代理とは、「他人の行為の効果が本人に帰属する」という法制度である。この代理が成立する根拠は、本人と他人との間に、代理権を発生させるという合意(すなわち代理権授与行為)が存在することであるとするのが判例・通説である。

従って、代理人に代理権が存在しない場合や、代理人が代理権の範囲を超えて行動した場合には、その代理人の行為はもはや正当化することができないので、代理としての効果を失うことになる。その結果、その代理人の行為は、代理人自身のために行なった行為となり、代理人自身が全面的に責任を負うことになる。このような権限のない代理人の行為を「無権代理」と呼んでいる。

無権代理は、本人に対する関係では無効であるから、本来は本人に対して無権代理が何らかの効果を及ぼすことはありえないはずである。しかし民法では、取引の相手方を保護するために、次の2つの場合には、例外的に無権代理を本人に対する関係で有効にするという規定を設けている。

1) 本人による追認
無権代理による取引を、本人が後から追認した場合には、その取引は原則としてはじめから有効であったものとなる(民法第117条、第116条)。本来は無効な行為を、本人の意思により有効にすることができるという規定である。
なおこの場合、取引の相手方は本人に追認を催告すること等ができる。

2) 表見代理
無権代理による取引の相手方が、無権代理人を真実の代理人だと誤信したことについて、何らかの正当な事情があった場合には、その取引を有効なものとすることができる。この制度を表見代理という。

Aが、B所有のある不動産を買いたいと考えているところへ、Cが現れて、Bの代理を名乗り、信じたAはCと売買契約を結んだ。しかし、CはAの本当の代理人ではなかったという場合、このCの行為は無権代理となり、AとBの間では無効となる。

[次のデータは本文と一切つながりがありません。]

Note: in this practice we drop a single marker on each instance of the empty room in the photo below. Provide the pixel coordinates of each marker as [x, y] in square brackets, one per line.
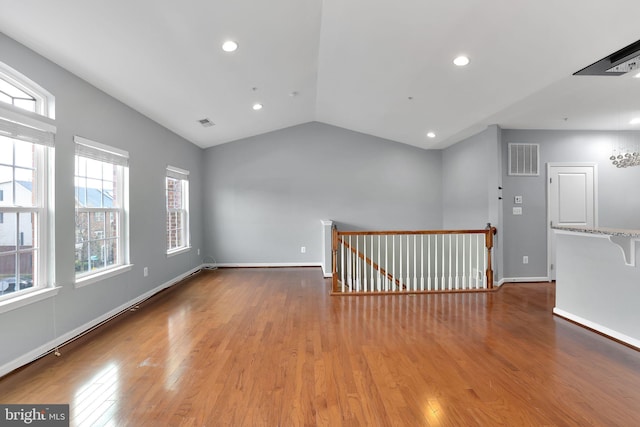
[319, 212]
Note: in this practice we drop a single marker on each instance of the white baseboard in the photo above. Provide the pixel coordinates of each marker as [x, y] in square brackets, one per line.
[597, 327]
[268, 264]
[51, 345]
[524, 279]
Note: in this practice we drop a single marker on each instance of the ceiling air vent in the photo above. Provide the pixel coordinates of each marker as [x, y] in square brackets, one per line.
[524, 159]
[617, 64]
[206, 122]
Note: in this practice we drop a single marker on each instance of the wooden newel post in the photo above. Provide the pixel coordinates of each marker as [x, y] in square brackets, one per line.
[490, 232]
[334, 253]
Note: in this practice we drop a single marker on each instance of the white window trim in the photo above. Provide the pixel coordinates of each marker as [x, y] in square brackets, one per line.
[120, 158]
[181, 175]
[39, 129]
[45, 101]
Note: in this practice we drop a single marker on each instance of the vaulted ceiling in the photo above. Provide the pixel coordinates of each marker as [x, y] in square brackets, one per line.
[379, 67]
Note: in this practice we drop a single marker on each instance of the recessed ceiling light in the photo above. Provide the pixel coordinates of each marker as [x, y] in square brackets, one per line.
[229, 46]
[461, 61]
[206, 122]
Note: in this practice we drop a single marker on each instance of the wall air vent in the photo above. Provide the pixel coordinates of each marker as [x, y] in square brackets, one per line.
[524, 159]
[617, 64]
[206, 122]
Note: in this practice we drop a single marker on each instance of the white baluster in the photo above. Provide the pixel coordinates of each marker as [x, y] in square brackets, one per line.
[443, 278]
[477, 259]
[350, 266]
[408, 266]
[470, 261]
[464, 261]
[357, 255]
[379, 276]
[386, 262]
[415, 264]
[393, 262]
[364, 263]
[457, 263]
[373, 280]
[450, 257]
[435, 262]
[422, 262]
[342, 265]
[484, 263]
[400, 276]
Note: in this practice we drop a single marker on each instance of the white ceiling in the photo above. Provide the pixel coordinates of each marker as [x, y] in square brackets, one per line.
[352, 63]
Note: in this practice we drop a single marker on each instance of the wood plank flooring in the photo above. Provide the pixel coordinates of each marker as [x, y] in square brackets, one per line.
[270, 347]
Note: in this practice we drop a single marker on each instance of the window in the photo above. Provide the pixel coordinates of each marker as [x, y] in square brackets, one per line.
[23, 94]
[26, 179]
[177, 192]
[101, 198]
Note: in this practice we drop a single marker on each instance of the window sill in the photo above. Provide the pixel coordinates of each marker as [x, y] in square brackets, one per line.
[93, 278]
[28, 298]
[179, 251]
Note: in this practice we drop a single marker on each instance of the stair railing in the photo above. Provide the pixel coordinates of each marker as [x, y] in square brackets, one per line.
[366, 262]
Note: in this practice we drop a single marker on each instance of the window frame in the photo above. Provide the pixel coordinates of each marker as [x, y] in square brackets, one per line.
[119, 159]
[37, 128]
[182, 177]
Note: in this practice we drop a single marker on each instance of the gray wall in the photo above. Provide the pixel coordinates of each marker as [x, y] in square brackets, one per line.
[618, 198]
[472, 174]
[83, 110]
[265, 195]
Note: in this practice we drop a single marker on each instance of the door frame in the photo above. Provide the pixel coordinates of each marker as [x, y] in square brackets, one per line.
[550, 235]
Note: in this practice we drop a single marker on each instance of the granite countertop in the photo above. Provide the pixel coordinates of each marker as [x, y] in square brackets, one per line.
[601, 230]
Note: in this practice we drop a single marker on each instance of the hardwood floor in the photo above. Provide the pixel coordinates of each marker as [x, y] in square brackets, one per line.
[270, 347]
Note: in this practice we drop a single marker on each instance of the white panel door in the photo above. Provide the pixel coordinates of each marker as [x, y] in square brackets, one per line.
[571, 201]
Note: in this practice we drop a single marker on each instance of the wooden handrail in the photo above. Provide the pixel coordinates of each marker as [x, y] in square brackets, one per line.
[337, 239]
[372, 264]
[376, 233]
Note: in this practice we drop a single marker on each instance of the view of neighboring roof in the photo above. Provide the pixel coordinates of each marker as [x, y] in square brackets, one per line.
[85, 197]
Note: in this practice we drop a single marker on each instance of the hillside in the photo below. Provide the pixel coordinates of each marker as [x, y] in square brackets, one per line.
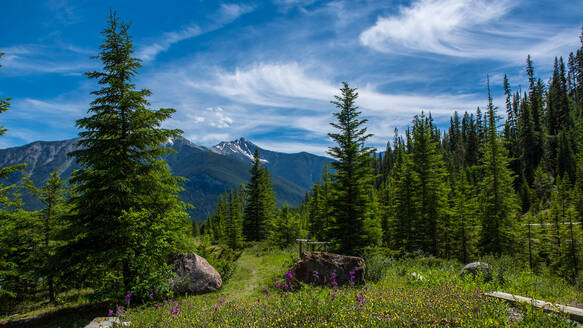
[208, 171]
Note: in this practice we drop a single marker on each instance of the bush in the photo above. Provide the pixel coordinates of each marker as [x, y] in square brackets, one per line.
[376, 267]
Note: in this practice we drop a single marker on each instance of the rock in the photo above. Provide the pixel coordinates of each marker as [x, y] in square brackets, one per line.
[417, 276]
[475, 267]
[194, 275]
[322, 268]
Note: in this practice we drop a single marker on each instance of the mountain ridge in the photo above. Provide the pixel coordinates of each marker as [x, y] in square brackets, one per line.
[209, 172]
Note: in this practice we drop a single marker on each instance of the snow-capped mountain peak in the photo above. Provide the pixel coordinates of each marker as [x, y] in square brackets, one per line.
[238, 148]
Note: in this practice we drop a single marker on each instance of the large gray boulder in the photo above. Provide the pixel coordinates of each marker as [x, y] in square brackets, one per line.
[476, 268]
[325, 268]
[194, 275]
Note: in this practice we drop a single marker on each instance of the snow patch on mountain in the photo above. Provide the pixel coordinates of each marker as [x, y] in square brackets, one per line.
[240, 147]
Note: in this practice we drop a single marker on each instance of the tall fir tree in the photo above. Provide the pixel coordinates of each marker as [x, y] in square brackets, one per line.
[124, 185]
[53, 195]
[497, 198]
[353, 225]
[260, 206]
[430, 188]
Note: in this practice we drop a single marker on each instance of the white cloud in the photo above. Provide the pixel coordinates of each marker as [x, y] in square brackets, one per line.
[150, 51]
[271, 85]
[466, 28]
[232, 11]
[289, 101]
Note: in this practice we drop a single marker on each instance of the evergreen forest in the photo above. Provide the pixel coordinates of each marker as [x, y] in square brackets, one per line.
[500, 180]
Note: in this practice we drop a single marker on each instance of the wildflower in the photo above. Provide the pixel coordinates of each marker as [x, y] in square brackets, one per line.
[316, 275]
[128, 297]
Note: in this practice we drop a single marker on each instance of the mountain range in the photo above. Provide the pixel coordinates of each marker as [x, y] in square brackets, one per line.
[209, 170]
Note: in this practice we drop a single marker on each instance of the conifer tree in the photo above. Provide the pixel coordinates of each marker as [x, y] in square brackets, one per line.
[284, 228]
[430, 187]
[234, 225]
[403, 218]
[195, 228]
[53, 196]
[497, 198]
[124, 185]
[352, 179]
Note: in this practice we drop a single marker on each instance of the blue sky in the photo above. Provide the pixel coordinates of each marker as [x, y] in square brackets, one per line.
[267, 70]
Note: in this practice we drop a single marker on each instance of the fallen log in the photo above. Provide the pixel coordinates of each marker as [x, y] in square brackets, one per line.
[574, 313]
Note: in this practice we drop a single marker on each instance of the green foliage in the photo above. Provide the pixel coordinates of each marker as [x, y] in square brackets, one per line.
[127, 212]
[284, 228]
[353, 225]
[497, 198]
[260, 206]
[434, 296]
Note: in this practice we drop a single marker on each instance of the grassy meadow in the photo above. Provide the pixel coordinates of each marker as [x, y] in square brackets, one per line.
[412, 292]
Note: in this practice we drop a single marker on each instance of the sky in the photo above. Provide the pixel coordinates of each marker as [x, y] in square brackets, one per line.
[267, 70]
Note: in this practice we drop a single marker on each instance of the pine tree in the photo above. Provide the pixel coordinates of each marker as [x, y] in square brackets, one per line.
[195, 228]
[497, 198]
[352, 179]
[403, 218]
[53, 196]
[430, 187]
[284, 228]
[463, 217]
[124, 185]
[234, 225]
[260, 202]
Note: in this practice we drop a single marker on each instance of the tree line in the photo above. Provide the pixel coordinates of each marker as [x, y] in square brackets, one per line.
[478, 187]
[486, 184]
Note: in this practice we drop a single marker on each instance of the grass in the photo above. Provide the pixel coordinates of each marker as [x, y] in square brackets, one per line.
[73, 310]
[412, 292]
[440, 298]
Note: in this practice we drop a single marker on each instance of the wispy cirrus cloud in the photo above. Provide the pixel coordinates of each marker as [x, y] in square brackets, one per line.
[226, 14]
[479, 29]
[291, 101]
[148, 52]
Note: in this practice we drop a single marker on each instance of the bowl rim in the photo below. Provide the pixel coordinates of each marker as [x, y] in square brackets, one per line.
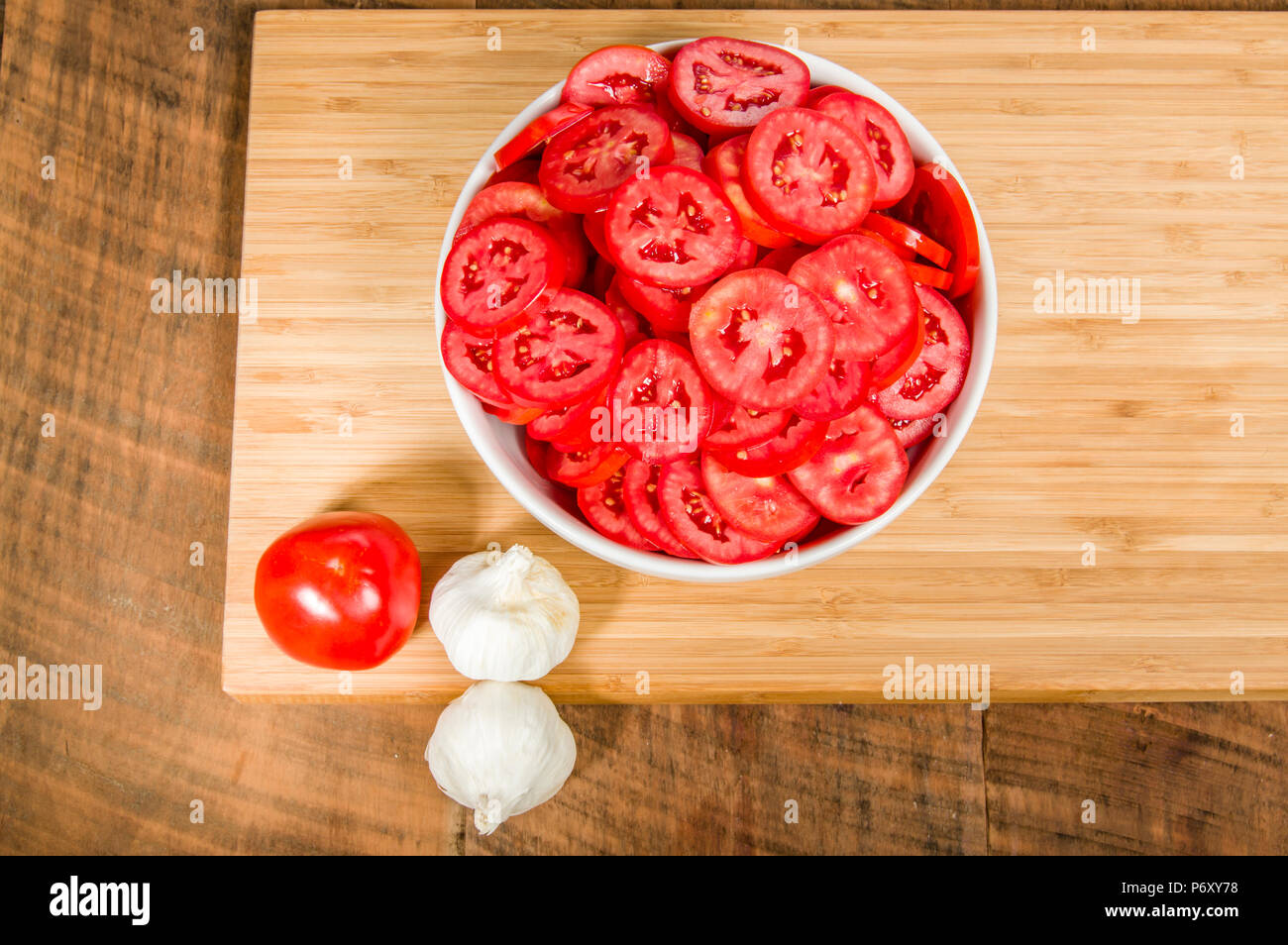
[483, 429]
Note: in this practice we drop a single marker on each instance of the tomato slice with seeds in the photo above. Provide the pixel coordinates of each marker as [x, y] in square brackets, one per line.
[694, 518]
[518, 415]
[673, 228]
[930, 275]
[936, 205]
[745, 426]
[807, 174]
[844, 386]
[666, 309]
[539, 132]
[785, 451]
[858, 475]
[893, 365]
[604, 509]
[568, 345]
[722, 163]
[587, 162]
[761, 340]
[519, 198]
[720, 82]
[497, 270]
[881, 136]
[585, 467]
[618, 76]
[661, 407]
[913, 241]
[469, 361]
[868, 290]
[688, 153]
[765, 507]
[643, 506]
[936, 376]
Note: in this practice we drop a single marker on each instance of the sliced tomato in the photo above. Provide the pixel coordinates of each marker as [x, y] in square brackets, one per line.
[722, 163]
[936, 205]
[634, 326]
[858, 475]
[469, 361]
[765, 507]
[785, 451]
[520, 198]
[516, 415]
[587, 162]
[720, 84]
[694, 518]
[536, 452]
[688, 153]
[671, 228]
[745, 426]
[660, 403]
[587, 467]
[890, 366]
[643, 506]
[539, 132]
[618, 76]
[497, 270]
[881, 136]
[666, 309]
[604, 509]
[936, 376]
[871, 296]
[912, 241]
[568, 345]
[844, 386]
[807, 174]
[930, 275]
[785, 258]
[761, 340]
[820, 93]
[913, 432]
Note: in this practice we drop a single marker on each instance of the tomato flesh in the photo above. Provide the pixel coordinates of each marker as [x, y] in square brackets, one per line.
[566, 348]
[661, 403]
[720, 84]
[807, 174]
[643, 506]
[695, 519]
[340, 589]
[858, 475]
[884, 140]
[496, 271]
[868, 291]
[760, 340]
[936, 376]
[673, 228]
[765, 507]
[585, 163]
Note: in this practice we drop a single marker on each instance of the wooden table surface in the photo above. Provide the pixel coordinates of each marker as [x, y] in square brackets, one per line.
[98, 523]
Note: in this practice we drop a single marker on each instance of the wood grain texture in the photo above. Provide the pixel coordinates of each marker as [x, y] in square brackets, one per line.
[95, 525]
[1096, 428]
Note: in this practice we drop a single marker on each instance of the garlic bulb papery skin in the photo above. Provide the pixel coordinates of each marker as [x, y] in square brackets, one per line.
[503, 617]
[500, 750]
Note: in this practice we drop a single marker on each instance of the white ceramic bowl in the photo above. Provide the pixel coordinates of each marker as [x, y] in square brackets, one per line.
[501, 445]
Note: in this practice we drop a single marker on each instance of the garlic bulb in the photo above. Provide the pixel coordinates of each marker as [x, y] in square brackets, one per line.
[500, 750]
[503, 615]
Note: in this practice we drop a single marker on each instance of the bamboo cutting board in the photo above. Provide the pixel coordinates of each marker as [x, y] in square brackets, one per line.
[1113, 525]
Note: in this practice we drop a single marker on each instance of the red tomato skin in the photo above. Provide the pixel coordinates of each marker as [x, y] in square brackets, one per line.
[340, 589]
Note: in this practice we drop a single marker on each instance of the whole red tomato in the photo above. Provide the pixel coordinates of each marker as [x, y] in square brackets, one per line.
[340, 589]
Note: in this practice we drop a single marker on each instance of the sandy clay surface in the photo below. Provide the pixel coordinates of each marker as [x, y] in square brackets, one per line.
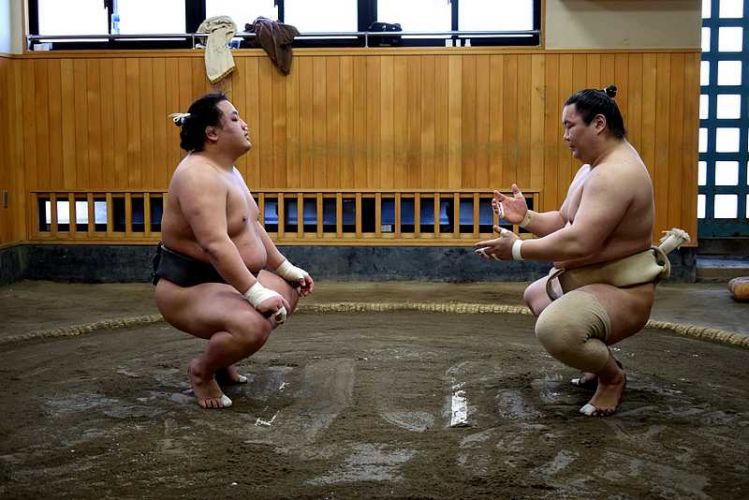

このようなケースは意外と多いという。
代理権を主張する人間には委任状と印鑑証明の提示を求めるようにしたい。それでも、無権代理人が本人の親族で印鑑などを勝手に持ち出せる場合もあるので、やはり電話などで代理人のことを本人に確かめたほうがいい。

なお、上記のケースの場合、AはCに対して、売買契約の履行か、損害賠償の請求を求めることができる。